C’est pourquoi, en 2022 au Japon, le commun des mortels ne porte pas de barbe. Quand on souhaite entrer dans une société ou dans l’administration, il est exigé de ne pas disposer d’une pilosité faciale. On doit se plier aux coutumes comme l’uniforme ou la chemise cravate. Ainsi, pour la plupart des adultes, la pilosité faciale n’est guère un choix esthétique, mais une obligation à assumer. La grande majorité des entreprises traditionnelles ou classiques ont inscrit l’interdiction de la barbe dans le règlement. Si vous dérogez à cette règle, on peut engager un procès contre votre personne !

Une mentalité qui change ?

Hideo Kojima dans une vidéo pour Xbox

Nous avons vu que les sociétés forcent, ou du moins, incitent vivement leurs employés à se raser la barbe et la moustache. Mais qu’en est-il des autres figures de la société japonaise ? À vrai dire, on observe que les acteurs qui ont bien plus d’indépendance quant à leur image n’hésitent pas à laisser pousser la barbe. Ils ne sont pas mal vus par leurs contemporains. Ils jouissent simplement de plus de liberté et ne manquent pas de l’exhiber. Vous connaissez sans doute au moins l’un d’entre eux : Takashi Murakami, Hayao Miyazaki, Hideo Kojima, Fuku Ojisann, Yamada Takayuki ou Jumpei Yasuda.

La barbe est encore un tabou de nos jours dans l’Asie du Sud-Est. La situation est assez similaire en Chine ou en Corée du Sud. Heureusement, en 2022, il n’y a pas d’interdiction de la barbe au Japon. La mondialisation et l’arrivée de plusieurs employés européens (potentiellement barbus) dans les entreprises japonaises pourraient changer la donne. Il semble que l’on se dirige peu à peu vers une démocratisation de la pilosité faciale chez l’individu masculin…
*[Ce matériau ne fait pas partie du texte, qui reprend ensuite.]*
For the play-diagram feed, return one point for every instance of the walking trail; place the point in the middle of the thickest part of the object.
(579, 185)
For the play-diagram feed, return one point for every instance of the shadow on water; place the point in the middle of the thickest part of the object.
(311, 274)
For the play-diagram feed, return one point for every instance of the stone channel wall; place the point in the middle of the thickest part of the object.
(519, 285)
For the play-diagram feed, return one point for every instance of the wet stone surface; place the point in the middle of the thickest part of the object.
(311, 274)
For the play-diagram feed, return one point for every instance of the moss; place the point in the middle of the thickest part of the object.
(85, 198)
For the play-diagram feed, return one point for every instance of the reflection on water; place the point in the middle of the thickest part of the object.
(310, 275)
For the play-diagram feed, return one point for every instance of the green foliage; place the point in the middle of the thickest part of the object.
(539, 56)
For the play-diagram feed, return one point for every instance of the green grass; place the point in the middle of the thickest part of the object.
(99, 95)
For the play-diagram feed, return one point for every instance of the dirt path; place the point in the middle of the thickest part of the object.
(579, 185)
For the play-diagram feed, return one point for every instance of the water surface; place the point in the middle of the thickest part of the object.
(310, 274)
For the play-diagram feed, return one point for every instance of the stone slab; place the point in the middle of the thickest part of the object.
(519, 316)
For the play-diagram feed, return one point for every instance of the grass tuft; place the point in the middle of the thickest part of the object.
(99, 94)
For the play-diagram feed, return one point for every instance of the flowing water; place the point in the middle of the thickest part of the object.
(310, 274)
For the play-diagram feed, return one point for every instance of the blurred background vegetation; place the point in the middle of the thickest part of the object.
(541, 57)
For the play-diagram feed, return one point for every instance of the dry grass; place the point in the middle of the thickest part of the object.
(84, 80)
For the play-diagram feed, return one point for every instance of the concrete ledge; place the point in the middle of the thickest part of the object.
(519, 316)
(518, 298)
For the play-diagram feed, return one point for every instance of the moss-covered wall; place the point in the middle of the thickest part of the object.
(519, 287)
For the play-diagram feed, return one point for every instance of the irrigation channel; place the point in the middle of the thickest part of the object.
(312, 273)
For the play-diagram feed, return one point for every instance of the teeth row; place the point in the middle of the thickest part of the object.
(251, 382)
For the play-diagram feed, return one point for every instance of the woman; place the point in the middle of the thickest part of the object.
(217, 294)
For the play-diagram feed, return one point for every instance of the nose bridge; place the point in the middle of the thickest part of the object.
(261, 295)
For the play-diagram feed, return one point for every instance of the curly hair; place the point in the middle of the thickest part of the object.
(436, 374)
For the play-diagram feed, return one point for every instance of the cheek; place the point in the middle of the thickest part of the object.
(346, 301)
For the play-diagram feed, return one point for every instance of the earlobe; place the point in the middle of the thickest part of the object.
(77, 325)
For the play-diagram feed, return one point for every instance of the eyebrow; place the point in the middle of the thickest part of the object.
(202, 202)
Dois-je me raser si je vais au Japon ?

Si vous partez au Japon pour effectuer du tourisme pendant plusieurs semaines ou même une poignée de mois, vous n’avez pas besoin de vous raser. Une longue barbe peut au choix amuser des Japonais ou les effrayer. Cependant, rien n’est interdit et l’on ne vous refusera pas l’entrée à quelconque établissement. Simplement, il faut garder à l’esprit que la pilosité faciale n’est pas franchement populaire au Japon. Il y a cette idée tenace que la barbe est le résultat d’une négligence de l’hygiène. Cela s’avère un peu moins vrai parmi les jeunes générations, plus ouvertes sur le monde.

En revanche, si vous partez au Japon pour travailler dans une société ou en tant qu’étudiant, il est fortement conseillé de se raser la barbe. Vous éviterez ainsi d’être potentiellement pointé du doigt par vos collaborateurs, de subir des remarques parfois déguisées en blagues ou d’être sermonnés par vos supérieurs. Il ne faut jamais oublier qu’au pays du soleil levant, l’intérêt du groupe prédomine sur les dispositions personnelles. Il est toujours conseillé de s’uniformiser avec vos collègues, quitte à perdre un peu de caractère…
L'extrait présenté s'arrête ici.